Try To Toughen Rules On Animal Feeding Operations
"Barack Obama will work for tougher regulations on concentrated animal feeding operations (CAFOs) to prevent air and water pollution."-- Obama's Blueprint for Change
JANUARY 04, 2010
EPA Solicits Public Comment On CAFOs
The Environmental Protection Agency solicited public comment on enforcement priorities for fiscal 2011 to 2013, a list that includes CAFOs.
OCTOBER 15, 2009
EPA Recommends Quick Action On CAFOs
The EPA's Office of Enforcement and Compliance released an action plan report on enforcement of Clean Water Act provisions at concentrated animal feeding operations (CAFOs) and other point-source polluters.
The report recommended that the EPA take action in the enforcement of permit programs that cover CAFOs should any state’s effort not achieve suitable water quality. It also suggested improvements to the Safe Water Drinking Act for the regulation of CAFOs whose discharges pollute surface waters, especially during storms, that then are fed into the drinking water supply.
By Emily Vaughan
In early September, the Obama administration released a series of draft reports about restoring the Chesapeake Bay. Largely overlooked, these reports could serve as a blueprint for tightening regulations on farms across the country.
Federal agencies tasked with helping restore the Chesapeake Bay drafted the reports following a May executive order. The Environmental Protection Agency, given the goal of defining "the next generation of tools and actions" to improve water quality, set its sights in one of the reports on Concentrated Animal Feeding Operations (CAFOs): large-scale animal farms that the Clean Water Act regulates as a point-source for pollution.
As much as 25 percent of all pollution in the Bay originates at CAFOs in the form of animal waste runoff, said Chuck Fox, the EPA's senior adviser to the administrator for the Chesapeake Bay. Agricultural practices are the largest contributors of the nutrient and sediment pollution that makes it into the Bay, the EPA report says. Excess amounts of nitrogen and phosphorus, the main pollution culprits, wash into waterways and cause destructive algae blooms that create dead zones, areas where there isn't enough oxygen in the water to support life.
Excess manure at CAFOs is the source of the problem. Current federal regulations require farmers to outline how they will deal with animal waste. But the regulations only cover what happens in the production area at the farm, a big loophole for farmers who can escape federal oversight by taking the manure off-site.
It's no surprise that the EPA's recommendations include tightening restrictions on factory farms. Currently, many such facilities must obtain National Pollutant Discharge Elimination System (NPDES) permits. The EPA's plans in the Bay hinge on expanding the number of legally defined CAFOs so they fall under this permit system.
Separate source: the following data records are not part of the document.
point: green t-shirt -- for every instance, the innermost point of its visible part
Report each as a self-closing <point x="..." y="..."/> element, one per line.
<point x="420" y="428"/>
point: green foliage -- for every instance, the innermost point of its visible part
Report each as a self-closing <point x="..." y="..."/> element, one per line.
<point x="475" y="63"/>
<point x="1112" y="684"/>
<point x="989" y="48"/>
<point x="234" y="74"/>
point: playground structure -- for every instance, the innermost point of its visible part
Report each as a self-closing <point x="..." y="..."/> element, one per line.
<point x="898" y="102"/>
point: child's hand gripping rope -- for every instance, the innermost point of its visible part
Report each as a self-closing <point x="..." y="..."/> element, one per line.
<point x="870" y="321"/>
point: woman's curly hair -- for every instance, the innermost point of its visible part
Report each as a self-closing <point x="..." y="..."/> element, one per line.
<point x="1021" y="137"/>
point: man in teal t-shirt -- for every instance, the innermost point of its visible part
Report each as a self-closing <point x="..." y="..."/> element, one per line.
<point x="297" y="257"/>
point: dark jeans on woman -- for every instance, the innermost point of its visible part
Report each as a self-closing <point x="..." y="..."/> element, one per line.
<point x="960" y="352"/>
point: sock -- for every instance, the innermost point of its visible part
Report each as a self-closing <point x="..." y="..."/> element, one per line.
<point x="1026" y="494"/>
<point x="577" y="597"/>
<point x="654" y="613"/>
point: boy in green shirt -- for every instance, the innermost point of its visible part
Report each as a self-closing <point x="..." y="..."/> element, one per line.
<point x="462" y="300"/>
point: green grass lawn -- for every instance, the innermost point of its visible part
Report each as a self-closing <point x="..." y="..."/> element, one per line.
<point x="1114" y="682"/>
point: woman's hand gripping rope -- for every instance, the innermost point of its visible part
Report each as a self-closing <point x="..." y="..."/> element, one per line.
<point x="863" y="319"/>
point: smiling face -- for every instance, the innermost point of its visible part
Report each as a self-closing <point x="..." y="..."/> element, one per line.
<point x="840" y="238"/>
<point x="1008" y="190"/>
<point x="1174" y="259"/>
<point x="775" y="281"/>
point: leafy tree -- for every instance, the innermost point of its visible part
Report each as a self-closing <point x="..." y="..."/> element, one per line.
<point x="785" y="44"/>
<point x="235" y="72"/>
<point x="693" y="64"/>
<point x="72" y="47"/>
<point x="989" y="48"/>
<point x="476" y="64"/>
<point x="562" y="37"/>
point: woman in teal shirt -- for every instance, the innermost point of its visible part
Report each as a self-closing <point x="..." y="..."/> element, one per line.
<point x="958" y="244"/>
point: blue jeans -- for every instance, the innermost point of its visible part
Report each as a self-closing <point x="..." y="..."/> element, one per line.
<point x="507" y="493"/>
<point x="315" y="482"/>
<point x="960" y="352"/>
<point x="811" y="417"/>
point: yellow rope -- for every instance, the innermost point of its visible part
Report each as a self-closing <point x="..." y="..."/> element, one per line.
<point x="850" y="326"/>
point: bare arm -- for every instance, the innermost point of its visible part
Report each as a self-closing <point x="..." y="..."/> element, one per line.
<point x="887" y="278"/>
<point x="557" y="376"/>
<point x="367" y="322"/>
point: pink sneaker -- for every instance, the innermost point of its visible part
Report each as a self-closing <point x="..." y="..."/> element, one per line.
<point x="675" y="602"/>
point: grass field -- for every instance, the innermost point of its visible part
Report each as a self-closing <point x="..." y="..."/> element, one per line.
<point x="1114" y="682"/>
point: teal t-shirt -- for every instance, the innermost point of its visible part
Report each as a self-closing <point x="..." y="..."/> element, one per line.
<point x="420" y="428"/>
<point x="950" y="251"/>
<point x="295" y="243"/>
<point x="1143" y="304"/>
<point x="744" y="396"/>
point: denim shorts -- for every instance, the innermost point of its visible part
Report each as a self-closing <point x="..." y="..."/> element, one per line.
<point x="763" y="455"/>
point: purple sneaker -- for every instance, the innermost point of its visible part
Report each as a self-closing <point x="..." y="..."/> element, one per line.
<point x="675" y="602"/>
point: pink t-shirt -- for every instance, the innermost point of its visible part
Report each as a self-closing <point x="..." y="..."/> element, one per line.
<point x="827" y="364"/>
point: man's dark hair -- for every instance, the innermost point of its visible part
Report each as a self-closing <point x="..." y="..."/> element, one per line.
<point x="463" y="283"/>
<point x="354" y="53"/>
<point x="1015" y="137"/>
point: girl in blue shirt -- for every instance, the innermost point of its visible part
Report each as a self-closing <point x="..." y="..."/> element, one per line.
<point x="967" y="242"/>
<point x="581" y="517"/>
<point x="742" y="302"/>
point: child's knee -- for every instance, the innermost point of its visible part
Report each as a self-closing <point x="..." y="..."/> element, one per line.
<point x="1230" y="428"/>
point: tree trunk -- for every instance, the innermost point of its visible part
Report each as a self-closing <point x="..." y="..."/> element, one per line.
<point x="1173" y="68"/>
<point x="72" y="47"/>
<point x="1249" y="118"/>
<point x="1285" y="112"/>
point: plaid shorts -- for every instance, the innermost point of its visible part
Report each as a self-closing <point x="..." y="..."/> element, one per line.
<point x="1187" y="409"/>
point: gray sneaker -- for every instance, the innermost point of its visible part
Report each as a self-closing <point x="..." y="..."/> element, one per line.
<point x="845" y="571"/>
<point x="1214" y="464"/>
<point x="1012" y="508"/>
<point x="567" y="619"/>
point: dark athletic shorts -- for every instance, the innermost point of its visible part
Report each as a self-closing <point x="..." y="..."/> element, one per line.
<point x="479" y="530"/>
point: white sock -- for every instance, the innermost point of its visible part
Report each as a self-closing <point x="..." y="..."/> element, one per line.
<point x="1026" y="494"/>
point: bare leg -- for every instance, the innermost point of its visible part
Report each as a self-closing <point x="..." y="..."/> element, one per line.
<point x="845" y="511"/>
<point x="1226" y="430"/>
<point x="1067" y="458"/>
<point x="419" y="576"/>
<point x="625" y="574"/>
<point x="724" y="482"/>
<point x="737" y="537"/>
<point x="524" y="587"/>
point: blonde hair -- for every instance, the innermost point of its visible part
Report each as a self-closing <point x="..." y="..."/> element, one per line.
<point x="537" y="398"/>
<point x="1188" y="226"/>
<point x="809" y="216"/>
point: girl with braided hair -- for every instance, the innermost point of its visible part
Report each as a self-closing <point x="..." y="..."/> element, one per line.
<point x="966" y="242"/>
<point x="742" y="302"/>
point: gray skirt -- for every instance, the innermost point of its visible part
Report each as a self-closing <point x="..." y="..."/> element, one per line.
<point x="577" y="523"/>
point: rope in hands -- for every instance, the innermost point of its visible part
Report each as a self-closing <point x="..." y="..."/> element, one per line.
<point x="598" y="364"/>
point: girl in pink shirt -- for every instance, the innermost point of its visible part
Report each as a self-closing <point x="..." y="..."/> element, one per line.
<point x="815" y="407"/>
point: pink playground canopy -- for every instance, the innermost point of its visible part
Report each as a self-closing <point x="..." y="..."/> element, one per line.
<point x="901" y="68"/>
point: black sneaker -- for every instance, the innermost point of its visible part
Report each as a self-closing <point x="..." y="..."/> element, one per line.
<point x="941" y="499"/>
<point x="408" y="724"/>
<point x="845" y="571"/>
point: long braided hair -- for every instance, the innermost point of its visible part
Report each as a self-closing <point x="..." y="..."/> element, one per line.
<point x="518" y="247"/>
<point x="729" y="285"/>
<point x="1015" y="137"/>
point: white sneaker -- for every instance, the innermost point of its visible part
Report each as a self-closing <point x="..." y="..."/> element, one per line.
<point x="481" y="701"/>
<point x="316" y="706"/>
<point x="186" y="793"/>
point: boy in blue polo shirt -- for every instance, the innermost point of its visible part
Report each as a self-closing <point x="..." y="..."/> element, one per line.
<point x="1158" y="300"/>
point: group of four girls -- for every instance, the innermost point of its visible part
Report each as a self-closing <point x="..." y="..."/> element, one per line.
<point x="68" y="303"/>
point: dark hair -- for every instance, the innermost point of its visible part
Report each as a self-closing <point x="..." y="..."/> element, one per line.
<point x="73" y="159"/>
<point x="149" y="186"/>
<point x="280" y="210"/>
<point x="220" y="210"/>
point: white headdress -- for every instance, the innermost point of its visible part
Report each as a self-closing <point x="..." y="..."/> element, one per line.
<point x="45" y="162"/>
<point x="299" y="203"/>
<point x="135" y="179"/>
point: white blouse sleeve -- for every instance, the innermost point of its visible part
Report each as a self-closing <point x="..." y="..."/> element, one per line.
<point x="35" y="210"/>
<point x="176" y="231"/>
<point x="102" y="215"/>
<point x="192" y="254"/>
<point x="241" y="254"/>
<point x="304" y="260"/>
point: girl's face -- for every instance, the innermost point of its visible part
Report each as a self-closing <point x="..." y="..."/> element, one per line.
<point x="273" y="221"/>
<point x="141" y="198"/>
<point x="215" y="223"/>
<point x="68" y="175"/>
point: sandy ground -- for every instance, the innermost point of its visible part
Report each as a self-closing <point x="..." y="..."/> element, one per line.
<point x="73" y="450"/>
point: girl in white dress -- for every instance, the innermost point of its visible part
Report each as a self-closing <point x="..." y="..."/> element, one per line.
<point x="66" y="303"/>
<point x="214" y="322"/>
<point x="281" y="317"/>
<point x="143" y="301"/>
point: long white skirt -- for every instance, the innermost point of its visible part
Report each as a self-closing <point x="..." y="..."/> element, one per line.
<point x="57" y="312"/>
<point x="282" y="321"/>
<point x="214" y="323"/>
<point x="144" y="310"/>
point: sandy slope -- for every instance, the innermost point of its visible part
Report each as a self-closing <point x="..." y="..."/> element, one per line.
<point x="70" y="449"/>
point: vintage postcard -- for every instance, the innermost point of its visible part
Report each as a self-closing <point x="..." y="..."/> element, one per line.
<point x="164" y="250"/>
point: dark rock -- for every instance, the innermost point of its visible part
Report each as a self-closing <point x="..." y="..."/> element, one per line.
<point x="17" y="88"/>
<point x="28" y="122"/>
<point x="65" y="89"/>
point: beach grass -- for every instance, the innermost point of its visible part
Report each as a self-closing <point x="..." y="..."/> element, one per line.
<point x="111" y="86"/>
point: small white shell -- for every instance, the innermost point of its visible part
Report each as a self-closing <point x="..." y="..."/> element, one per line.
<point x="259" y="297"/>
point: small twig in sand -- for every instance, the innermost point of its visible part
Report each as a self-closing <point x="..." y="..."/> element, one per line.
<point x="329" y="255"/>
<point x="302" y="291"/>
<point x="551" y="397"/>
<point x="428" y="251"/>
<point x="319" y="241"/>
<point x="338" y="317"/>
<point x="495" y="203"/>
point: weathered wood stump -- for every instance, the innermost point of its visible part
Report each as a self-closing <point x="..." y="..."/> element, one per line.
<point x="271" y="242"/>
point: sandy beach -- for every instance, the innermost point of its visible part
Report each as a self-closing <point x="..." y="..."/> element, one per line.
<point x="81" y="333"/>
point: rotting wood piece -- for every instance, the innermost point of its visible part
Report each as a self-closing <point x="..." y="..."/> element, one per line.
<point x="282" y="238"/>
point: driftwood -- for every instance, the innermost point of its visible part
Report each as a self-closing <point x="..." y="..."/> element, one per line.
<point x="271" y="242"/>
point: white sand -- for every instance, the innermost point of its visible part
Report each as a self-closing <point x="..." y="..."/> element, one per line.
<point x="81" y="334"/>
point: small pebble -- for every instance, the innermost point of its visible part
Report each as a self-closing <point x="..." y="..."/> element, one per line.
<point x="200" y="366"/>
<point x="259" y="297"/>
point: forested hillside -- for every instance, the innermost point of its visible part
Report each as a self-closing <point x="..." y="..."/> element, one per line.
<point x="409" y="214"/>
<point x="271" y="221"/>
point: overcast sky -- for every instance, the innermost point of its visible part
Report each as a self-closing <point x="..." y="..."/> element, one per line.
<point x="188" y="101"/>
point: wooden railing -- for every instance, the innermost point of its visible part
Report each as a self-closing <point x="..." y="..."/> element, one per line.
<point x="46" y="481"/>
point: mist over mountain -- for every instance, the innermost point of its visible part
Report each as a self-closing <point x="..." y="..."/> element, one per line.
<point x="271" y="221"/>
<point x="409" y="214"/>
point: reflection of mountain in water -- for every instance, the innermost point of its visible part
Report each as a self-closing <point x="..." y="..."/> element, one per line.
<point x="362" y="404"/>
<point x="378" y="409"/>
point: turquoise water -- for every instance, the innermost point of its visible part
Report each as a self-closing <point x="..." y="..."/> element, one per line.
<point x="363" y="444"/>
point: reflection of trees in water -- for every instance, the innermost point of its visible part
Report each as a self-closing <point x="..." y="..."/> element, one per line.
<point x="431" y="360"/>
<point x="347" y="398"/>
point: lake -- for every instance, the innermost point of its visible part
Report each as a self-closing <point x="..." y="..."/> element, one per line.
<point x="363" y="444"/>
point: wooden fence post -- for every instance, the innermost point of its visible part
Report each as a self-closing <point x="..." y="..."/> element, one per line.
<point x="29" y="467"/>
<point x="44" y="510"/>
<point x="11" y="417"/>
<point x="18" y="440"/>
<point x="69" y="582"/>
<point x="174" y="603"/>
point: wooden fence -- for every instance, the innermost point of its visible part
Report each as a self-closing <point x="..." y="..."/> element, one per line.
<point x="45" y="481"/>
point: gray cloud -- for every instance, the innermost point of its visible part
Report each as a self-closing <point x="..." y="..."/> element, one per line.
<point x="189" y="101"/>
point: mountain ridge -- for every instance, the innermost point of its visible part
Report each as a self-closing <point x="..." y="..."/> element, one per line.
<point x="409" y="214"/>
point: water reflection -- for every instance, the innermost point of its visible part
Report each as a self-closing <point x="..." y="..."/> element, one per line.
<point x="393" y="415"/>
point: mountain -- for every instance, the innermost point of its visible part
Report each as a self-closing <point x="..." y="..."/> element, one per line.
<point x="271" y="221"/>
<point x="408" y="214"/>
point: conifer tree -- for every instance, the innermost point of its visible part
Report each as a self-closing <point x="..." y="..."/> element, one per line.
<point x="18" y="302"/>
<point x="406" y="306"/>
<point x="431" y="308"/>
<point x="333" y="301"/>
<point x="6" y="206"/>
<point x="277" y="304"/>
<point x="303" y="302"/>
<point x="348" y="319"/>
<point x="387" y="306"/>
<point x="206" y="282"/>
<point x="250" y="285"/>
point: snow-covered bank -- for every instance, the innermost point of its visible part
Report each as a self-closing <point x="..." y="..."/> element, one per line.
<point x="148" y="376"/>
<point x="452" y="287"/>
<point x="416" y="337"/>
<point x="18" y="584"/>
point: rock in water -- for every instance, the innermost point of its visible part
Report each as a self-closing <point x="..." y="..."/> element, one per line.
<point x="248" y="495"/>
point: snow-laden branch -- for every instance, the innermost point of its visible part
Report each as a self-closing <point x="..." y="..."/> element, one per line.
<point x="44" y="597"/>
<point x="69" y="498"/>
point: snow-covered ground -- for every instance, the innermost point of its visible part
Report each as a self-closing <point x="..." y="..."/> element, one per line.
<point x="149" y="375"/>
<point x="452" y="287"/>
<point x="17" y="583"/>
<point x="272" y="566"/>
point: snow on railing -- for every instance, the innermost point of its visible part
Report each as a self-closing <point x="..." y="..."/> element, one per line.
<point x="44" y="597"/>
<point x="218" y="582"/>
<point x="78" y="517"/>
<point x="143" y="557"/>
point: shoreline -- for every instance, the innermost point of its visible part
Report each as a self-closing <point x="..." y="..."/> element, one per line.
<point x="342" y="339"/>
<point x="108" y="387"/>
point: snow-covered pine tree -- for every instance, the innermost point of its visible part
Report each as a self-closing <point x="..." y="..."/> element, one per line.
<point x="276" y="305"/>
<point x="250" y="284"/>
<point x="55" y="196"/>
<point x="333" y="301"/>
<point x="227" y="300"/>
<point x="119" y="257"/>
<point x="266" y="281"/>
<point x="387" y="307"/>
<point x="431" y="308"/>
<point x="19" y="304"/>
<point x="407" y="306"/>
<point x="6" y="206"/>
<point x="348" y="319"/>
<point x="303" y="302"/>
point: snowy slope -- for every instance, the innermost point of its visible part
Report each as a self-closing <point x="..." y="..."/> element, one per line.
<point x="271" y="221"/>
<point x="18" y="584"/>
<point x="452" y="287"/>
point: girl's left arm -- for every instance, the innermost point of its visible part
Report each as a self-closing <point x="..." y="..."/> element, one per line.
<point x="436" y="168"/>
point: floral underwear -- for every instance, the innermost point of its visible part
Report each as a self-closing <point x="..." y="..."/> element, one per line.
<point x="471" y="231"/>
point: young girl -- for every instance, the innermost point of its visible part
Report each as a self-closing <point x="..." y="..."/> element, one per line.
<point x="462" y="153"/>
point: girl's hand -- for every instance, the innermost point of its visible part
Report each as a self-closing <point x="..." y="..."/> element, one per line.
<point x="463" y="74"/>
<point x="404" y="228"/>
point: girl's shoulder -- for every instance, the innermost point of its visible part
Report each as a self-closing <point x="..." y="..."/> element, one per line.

The EPA also recommends revising the definition of CAFOs to cover smaller operations, and wants to institute "next generation" nutrient management plans and better recordkeeping of the waste farmers move off their property. Fox anticipates that federal rulemaking would take two to three years, though if the recommendations were implemented through individual states in the watershed, all of which currently have stricter standards than the EPA, the time could be cut in half.
"Unlike past documents that focused on goals, this one focuses almost entirely on actions," said William Baker, president of the Chesapeake Bay Foundation, in a statement the day after the release of the reports.
Thus far, the recommendations remain local. "We got very direct directions from the president with respect to the Chesapeake, so we're focusing a lot of our attention on the Chesapeake," said Mike Shapiro, deputy assistant administrator for water at the EPA. "And we're also still in the process of implementing our new CAFO regulations nationally."
Just because specific policies would work in the Chesapeake "wouldn't necessarily mean that the same requirement would be justified or necessary on a national basis," Shapiro said. But he conceded that with additional study, some of the practices could be put in place in other areas. "I can't exclude the possibility that we may be modifying our national regulations as well," he added.
SEPTEMBER 09, 2009
EPA Recommends CAFO Regulation In Chesapeake Bay Report
As part of its efforts to restore the Chesapeake Bay, the Environmental Protection Agency issued a draft report that included recommendations to further regulate CAFOs, large-scale farms where animals are raised in confined areas. The Clean Water Act designates these operations as point sources for pollution. EPA wants to expand the definition of a CAFO to include more farms, thus drawing more operations under federal and state rules. The agency also recommends toughening permits to enable stricter regulation of nutrient discharges and better record-keeping of off-site transfers of animal waste.